8 The Lord God has taken an oath by himself, says the Lord, the God of armies: the pride of Jacob is disgusting to me, and I have hate for his great houses: so I will give up the town with everything in it.
9 Then it will come about that if there are still ten men in a house, death will overtake them.
10 And when a man's relation, even the one who is responsible for burning his body, lifting him up to take his bones out of the house, says to him who is in the inmost part of the house, Is there still anyone with you? and he says, No; then he will say, Keep quiet, for the name of the Lord may not be named.
11 For see, at the order of the Lord the great house will be full of cracks and the little house will be broken.
12 Is it possible for horses to go running on the rock? may the sea be ploughed with oxen? for the right to be turned by you into poison, and the fruit of righteousness into a bitter plant?
13 You whose joy is in a thing of no value, who say, Have we not taken for ourselves horns by the strength which is ours?
14 For see, I will send against you a nation, O Israel, says the Lord, the God of armies, ruling you cruelly from the way into Hamath as far as the stream of the Arabah.

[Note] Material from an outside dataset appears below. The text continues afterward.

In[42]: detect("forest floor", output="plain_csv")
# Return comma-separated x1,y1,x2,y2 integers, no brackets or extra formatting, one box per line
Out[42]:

Amos 6:8-14 Meaning and Commentary

INTRODUCTION TO AMOS 6

This chapter seems to be directed both to the two tribes of Judah and Benjamin, and the ten tribes of Israel, under the names of Zion and Samaria, and to the principal men in both; who are reproved and threatened for their carnal security and self-confidence, being in no fear of the evil day, though they had no reason for it no more than other people, Am 6:1-3; are charged with wantonness, luxury, intemperance, and want of sympathy with those in distress, Am 6:4-6; therefore are threatened to be carried captive first, and their city to be delivered up; which, for the certainty of it, is not only said, but swore to, Am 6:7,8; and a great mortality in every house, and the destruction of all houses, both great and small, Am 6:9-11; and since a reformation of them seemed impracticable, and not to be expected, but they gloried in their wealth, and boasted of their strength, therefore they should be afflicted by a foreign nation raised against them, which affliction should be general, from one end of the country to the other, Am 6:12-14.